Con un bagel in mano, ci siamo diretti verso il Brooklyn Pier per avere una prima vista dello skyline di Manhattan. Da lì abbiamo preso la metro fino a Wall Street e ci siamo incamminati a piedi verso i 9/11 Memorial Pools. Proseguendo attraverso Chinatown, Little Italy, Soho e Greenwich Village, siamo arrivati al Chelsea Market, dove ci siamo presi una pausa per il pranzo.




Il pomeriggio è iniziato con una passeggiata sulla Highline fino agli Hudson Yards, da dove abbiamo preso la metro fino alla Grand Central Station. Lì volevamo provare se fosse vero che si può parlare nel Flüstersaal se si parla contro la parete in due angoli opposti. E funziona davvero!


Ora la giornata stava per finire e la nostra ultima tappa era Times Square. Una vera e propria sovraccarico di stimoli a causa di tutti i pannelli pubblicitari. Eravamo anche lì in occasione del lancio della statua di cera di Cristiano Ronaldo. Da lì, siamo tornati alla nostra sistemazione in metro e siamo andati a letto presto, poiché il giorno successivo volevamo alzarci presto.



Giorno 2
Di nuovo con un bagel in mano, abbiamo iniziato il secondo giorno attraversando il Brooklyn Bridge. Da lì ci siamo diretti alla Staten Island Ferry. Con questo traghetto gratuito si può passare direttamente accanto alla Statua della Libertà. In questo modo ci siamo risparmiati le costose visite guidate.

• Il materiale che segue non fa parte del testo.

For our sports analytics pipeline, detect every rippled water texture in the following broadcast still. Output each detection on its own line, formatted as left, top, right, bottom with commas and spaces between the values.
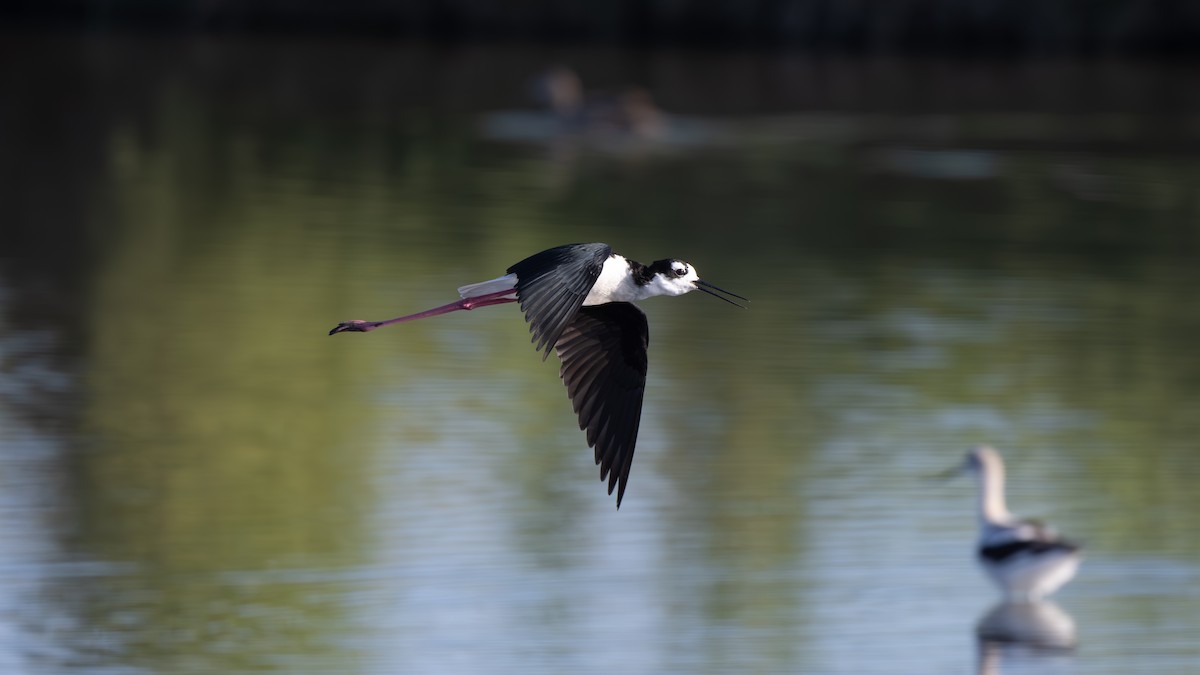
0, 38, 1200, 675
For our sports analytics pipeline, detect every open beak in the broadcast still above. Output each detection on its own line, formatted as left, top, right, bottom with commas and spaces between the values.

Passando davanti al Flatiron, all'Empire State Building e al Madison Square Garden, poi si prevedeva la piattaforma panoramica del Rockefeller Center. Anche se per oltre 100$ è stato un divertimento costoso, ne è valsa davvero la pena. Dopo una breve visita a Macy's, ci siamo concessi un hamburger da Shake Shack e ci siamo poi diretti in treno verso Newark per assistere a un evento di wrestling. Dopo una giornata intensa, non è stato facile rimanere svegli durante l'evento di 5 ore, ma è stata un'esperienza interessante vedere come il pubblico si coinvolge in tali eventi.





Giorno 3
Poiché nei primi due giorni avevamo già visto quasi tutto ciò che ci eravamo prefissati, il terzo giorno siamo stati in grado di affrontarlo in modo molto rilassato. Dopo una ricca colazione al Diner, abbiamo fatto una passeggiata nel Prospect Park a Brooklyn, dove abbiamo anche assistito brevemente a alcune partite di football giovanile.

Il nostro ultimo punto sulla lista era il Central Park. Anche se faceva molto freddo, non ci siamo trattenuti a lungo. La temperatura di circa 0 gradi non ha impedito ai numerosi gruppi di sposi di scattare le loro foto lì.
Essendo la nostra ultima sera a New York, abbiamo deciso di tornare a Chinatown per cenare. Dopo una breve ricerca abbiamo trovato un ristorante dove si mangiava molto bene e, soprattutto, a prezzi molto accessibili per gli standard di New York.


La mattina successiva dovevamo alzarci alle 5 per dirigersi verso l'aeroporto. La prossima tappa è Cartagena in Colombia.